Last week, I followed the story of the guy put off an Amtrak train in The Middle Of Nowhere Arizona with great interest.

The story was a man appeared drunk to train conductors. So they put him off the train at a unmanned stop without running water five miles from the nearest town in the middle of a forest, without his luggage, and therefore without his medication, which he was going to need as he wandered aimlessly in his drunken state toward civilization, because it so happens he was not drunk, he was in diabetic shock.

Since the story first appeared, the man has been found. His name is Roosevelt Sims, 65, of St. Louis, Mo. In four days, he’d gone two miles and was down to his underwear. As the story has been retold, it’s got muddier. His doctor had not prescribed medication, so there was no medication in that luggage left behind on the train. We don’t really know he was in diabetic shock— that’s what the family believes, and they weren’t there.

The conductors have been reported saying that they and the train waited for the police to arrive and that the man slipped away into the forest just when the police got there. So it’s not like they just abandoned him, exactly.

But never mind that. Here’s what makes the story interesting. The train officials accept no blame for the fact that a dazed man ended up lost without food or water in a Northern Arizona forest for four days on the grounds that “standard procedures were followed.” I mean, what can you do? You follow standard procedures and the drunk — or diabetic, or whatever he says he is — isn’t cooperative, or the sun gets in your eye, or you slip on something a wild dingo left, and the drunk — or diabetic, or whatever he says he is — wriggles away. Well, it’s his own fault, isn’t it? Standard procedures were followed.
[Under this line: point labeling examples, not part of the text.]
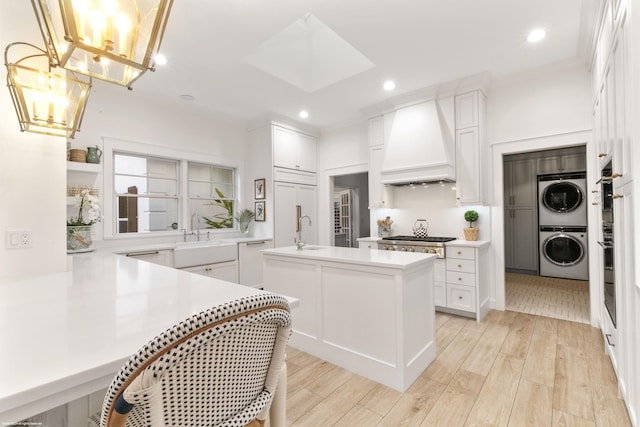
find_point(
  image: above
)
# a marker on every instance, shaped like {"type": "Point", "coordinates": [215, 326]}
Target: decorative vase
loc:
{"type": "Point", "coordinates": [79, 238]}
{"type": "Point", "coordinates": [244, 228]}
{"type": "Point", "coordinates": [471, 233]}
{"type": "Point", "coordinates": [94, 154]}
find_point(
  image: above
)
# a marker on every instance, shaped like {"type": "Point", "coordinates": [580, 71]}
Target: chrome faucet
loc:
{"type": "Point", "coordinates": [298, 240]}
{"type": "Point", "coordinates": [197, 217]}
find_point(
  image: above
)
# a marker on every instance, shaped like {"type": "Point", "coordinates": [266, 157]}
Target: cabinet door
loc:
{"type": "Point", "coordinates": [524, 239]}
{"type": "Point", "coordinates": [306, 156]}
{"type": "Point", "coordinates": [468, 165]}
{"type": "Point", "coordinates": [284, 216]}
{"type": "Point", "coordinates": [523, 183]}
{"type": "Point", "coordinates": [285, 152]}
{"type": "Point", "coordinates": [250, 262]}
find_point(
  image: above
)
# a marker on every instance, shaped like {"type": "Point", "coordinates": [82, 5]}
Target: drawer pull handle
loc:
{"type": "Point", "coordinates": [609, 341]}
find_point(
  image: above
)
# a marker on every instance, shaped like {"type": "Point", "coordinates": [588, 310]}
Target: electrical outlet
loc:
{"type": "Point", "coordinates": [19, 239]}
{"type": "Point", "coordinates": [26, 240]}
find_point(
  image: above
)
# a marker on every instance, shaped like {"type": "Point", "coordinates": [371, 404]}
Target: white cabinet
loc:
{"type": "Point", "coordinates": [293, 150]}
{"type": "Point", "coordinates": [380, 195]}
{"type": "Point", "coordinates": [470, 150]}
{"type": "Point", "coordinates": [250, 262]}
{"type": "Point", "coordinates": [227, 271]}
{"type": "Point", "coordinates": [465, 289]}
{"type": "Point", "coordinates": [287, 196]}
{"type": "Point", "coordinates": [161, 257]}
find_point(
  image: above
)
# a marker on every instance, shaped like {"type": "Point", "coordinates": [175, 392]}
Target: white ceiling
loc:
{"type": "Point", "coordinates": [417, 43]}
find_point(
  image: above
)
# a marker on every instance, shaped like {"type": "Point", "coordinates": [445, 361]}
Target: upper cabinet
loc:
{"type": "Point", "coordinates": [293, 150]}
{"type": "Point", "coordinates": [469, 119]}
{"type": "Point", "coordinates": [380, 195]}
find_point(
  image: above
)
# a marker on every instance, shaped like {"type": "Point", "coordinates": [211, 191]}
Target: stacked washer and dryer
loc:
{"type": "Point", "coordinates": [562, 220]}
Then, there’s this bit. As I said, the story now is that the local police arrived at the train stop to pick up our man. They were going to take him into custody, but he slipped away, we’re told. We’re told they then looked for him but couldn’t find him. So they stopped looking. And continued to not bother looking for our man until relatives in St. Louis inquired as to his whereabouts. That was, again, OK, because standard procedures had been followed.
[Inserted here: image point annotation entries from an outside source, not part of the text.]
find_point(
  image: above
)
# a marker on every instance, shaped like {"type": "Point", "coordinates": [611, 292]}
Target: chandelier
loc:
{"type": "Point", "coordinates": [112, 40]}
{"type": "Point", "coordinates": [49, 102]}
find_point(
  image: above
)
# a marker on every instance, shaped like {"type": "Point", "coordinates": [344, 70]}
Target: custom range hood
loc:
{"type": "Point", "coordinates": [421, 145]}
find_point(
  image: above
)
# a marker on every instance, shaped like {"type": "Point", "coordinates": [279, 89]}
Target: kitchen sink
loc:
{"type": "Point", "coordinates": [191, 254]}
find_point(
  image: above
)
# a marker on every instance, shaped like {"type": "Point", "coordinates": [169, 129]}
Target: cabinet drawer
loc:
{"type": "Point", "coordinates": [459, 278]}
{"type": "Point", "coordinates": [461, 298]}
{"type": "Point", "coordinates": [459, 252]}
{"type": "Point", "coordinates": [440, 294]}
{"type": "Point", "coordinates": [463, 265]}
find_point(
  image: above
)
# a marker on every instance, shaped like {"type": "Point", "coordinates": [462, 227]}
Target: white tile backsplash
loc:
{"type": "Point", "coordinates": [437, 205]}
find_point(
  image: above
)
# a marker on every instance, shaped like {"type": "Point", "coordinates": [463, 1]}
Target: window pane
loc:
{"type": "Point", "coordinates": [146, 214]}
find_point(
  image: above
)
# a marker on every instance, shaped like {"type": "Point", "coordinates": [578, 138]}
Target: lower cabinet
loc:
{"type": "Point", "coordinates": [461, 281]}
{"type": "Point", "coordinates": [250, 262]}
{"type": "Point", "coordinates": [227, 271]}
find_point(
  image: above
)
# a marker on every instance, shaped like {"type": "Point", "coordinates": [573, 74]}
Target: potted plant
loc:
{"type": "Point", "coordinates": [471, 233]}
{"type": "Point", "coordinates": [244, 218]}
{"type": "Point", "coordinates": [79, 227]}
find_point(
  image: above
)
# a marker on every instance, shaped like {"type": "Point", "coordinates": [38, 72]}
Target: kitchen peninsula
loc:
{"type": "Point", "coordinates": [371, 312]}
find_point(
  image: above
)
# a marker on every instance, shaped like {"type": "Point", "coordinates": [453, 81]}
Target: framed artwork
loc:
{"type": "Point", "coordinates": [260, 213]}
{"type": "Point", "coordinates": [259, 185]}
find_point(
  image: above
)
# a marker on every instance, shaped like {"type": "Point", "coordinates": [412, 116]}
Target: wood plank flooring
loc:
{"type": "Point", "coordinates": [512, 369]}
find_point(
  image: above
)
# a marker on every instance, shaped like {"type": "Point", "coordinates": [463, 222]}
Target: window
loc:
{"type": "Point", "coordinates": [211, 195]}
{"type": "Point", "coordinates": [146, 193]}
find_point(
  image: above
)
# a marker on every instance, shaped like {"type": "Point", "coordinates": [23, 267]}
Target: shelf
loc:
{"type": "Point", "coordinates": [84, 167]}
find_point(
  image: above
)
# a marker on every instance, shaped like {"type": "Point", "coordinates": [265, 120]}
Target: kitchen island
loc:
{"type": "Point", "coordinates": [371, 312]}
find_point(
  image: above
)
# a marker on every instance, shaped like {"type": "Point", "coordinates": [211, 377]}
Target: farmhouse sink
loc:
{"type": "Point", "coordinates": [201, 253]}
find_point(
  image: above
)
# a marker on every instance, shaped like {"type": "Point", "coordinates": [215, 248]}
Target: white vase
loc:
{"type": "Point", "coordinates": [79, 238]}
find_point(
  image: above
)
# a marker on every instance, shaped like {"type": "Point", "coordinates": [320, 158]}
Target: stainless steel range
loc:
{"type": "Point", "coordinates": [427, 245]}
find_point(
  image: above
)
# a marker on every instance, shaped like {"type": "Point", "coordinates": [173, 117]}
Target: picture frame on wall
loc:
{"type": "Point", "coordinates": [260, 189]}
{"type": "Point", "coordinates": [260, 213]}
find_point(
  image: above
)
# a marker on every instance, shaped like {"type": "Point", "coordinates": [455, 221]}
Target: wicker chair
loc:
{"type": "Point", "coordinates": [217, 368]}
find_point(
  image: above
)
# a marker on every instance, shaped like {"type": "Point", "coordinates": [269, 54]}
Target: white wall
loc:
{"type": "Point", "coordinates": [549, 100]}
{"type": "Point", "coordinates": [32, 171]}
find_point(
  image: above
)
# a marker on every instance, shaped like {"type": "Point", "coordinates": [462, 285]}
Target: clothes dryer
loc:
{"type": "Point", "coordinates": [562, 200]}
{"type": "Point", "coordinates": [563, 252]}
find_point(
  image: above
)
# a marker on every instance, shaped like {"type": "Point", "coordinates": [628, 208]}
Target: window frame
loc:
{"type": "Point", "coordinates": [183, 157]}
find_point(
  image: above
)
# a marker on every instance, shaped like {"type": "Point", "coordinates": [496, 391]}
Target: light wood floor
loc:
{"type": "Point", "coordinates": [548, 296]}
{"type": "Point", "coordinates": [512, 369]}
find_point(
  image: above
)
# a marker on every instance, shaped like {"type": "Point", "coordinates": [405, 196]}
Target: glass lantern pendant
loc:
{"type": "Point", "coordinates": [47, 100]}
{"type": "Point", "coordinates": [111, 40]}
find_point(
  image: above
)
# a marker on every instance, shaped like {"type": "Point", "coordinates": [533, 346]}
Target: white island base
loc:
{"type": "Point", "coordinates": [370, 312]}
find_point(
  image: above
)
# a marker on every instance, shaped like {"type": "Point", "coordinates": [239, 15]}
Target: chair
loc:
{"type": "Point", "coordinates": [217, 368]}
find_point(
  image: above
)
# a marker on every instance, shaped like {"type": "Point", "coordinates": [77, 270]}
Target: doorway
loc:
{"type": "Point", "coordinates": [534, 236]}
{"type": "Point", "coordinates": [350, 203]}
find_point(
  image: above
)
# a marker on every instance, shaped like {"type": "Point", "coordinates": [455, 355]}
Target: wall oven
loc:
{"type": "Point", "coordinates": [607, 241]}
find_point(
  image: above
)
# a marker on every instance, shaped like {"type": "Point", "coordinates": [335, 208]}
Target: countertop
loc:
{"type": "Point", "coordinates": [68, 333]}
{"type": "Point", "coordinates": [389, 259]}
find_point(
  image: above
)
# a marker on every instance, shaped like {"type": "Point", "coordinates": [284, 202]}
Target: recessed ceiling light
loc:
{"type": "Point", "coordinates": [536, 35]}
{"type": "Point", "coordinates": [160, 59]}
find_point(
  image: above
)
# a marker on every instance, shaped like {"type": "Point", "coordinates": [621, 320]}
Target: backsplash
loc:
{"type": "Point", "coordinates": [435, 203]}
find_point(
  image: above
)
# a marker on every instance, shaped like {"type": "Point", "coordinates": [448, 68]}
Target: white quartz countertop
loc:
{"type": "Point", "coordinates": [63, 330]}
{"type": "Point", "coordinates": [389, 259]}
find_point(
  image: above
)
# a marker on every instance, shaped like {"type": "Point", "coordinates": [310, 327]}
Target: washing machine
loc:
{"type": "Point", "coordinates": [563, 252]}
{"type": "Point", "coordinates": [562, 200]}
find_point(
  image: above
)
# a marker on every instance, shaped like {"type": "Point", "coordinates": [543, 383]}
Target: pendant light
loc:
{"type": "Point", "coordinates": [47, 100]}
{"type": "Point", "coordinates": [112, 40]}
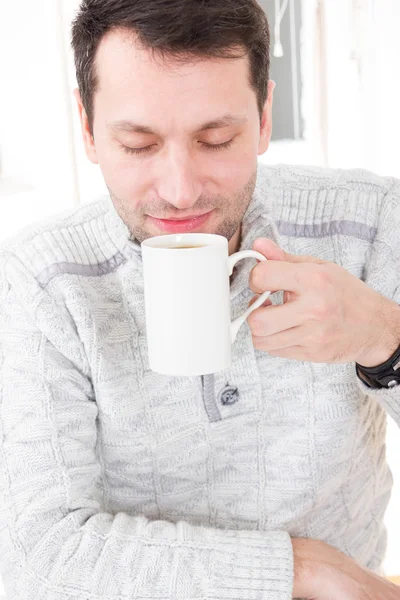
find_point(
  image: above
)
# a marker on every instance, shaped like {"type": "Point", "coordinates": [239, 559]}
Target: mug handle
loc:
{"type": "Point", "coordinates": [232, 260]}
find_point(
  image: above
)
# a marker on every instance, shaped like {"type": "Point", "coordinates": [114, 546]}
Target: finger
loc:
{"type": "Point", "coordinates": [274, 319]}
{"type": "Point", "coordinates": [279, 275]}
{"type": "Point", "coordinates": [278, 341]}
{"type": "Point", "coordinates": [256, 297]}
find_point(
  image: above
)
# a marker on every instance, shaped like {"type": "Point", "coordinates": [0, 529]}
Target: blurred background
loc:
{"type": "Point", "coordinates": [336, 103]}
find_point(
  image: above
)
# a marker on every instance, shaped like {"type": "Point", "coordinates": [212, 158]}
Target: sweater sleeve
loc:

So let’s summarize. If you are ever drunk and disorderly on an Amtrak train, or just appear so, standard procedure is to put you off into the hands of local police as far from civilization as possible, preferably at a train stop a hundred miles north of the Sea of Tranquility, without food, water, air, Cheetos, or love. If you then leap away in a cloud of dust as the men in the space suits with the billy clubs show up, it is standard procedure for them to look for you for a minute and then when they don’t find you shrug and say, “Lets wait and see if he has relatives, and if not he can just die in this wasteland—that’ll teach him.”
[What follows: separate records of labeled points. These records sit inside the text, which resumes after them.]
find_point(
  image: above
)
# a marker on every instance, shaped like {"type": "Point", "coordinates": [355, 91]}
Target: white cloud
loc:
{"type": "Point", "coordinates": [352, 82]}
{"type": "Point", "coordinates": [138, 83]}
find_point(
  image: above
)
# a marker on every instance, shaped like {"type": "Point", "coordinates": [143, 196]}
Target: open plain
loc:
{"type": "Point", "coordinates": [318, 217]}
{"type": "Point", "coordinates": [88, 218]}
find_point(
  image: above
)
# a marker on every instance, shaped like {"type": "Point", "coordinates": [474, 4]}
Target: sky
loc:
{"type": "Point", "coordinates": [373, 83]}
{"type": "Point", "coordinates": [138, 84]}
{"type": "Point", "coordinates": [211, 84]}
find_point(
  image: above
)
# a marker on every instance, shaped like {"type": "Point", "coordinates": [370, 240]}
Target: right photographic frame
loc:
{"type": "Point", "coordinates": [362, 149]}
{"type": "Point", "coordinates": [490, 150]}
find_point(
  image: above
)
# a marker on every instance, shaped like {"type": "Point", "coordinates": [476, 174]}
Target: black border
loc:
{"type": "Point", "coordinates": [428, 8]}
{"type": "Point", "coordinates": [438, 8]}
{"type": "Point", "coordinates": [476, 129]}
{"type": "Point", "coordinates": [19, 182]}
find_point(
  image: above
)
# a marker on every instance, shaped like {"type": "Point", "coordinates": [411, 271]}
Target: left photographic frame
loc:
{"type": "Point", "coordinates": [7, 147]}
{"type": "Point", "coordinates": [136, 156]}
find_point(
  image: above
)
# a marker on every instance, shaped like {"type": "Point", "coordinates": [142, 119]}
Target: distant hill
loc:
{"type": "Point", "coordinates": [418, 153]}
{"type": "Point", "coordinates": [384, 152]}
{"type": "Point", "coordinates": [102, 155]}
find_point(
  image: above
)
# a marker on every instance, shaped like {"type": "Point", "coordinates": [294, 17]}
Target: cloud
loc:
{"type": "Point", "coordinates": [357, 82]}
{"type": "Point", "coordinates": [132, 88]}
Meanwhile Real Change vendors regularly tell me of campsites raided and all belongings trashed, often including medicine. So, yes, it’s standard procedure all right.

Speaking of standard procedure. If a review board arrives at an unfavorable conclusion regarding our beloved police chief, it is of course standard procedure here in Seattle for an entirely new review board to be appointed so that better results might be obtained. And naturally, standard procedure calls for the new board to, if possible, include big names like former Gov. Gary Locke and King County Exec. Ron Sims on it to give it legitimacy.

Now, let’s see if Mayor Greg Nickels follows standard procedure all the way and farms this new board’s review work out as a project for Leadership Tomorrow.

Standard procedure is that standard procedures stay in place, no matter how many people get hurt or how badly.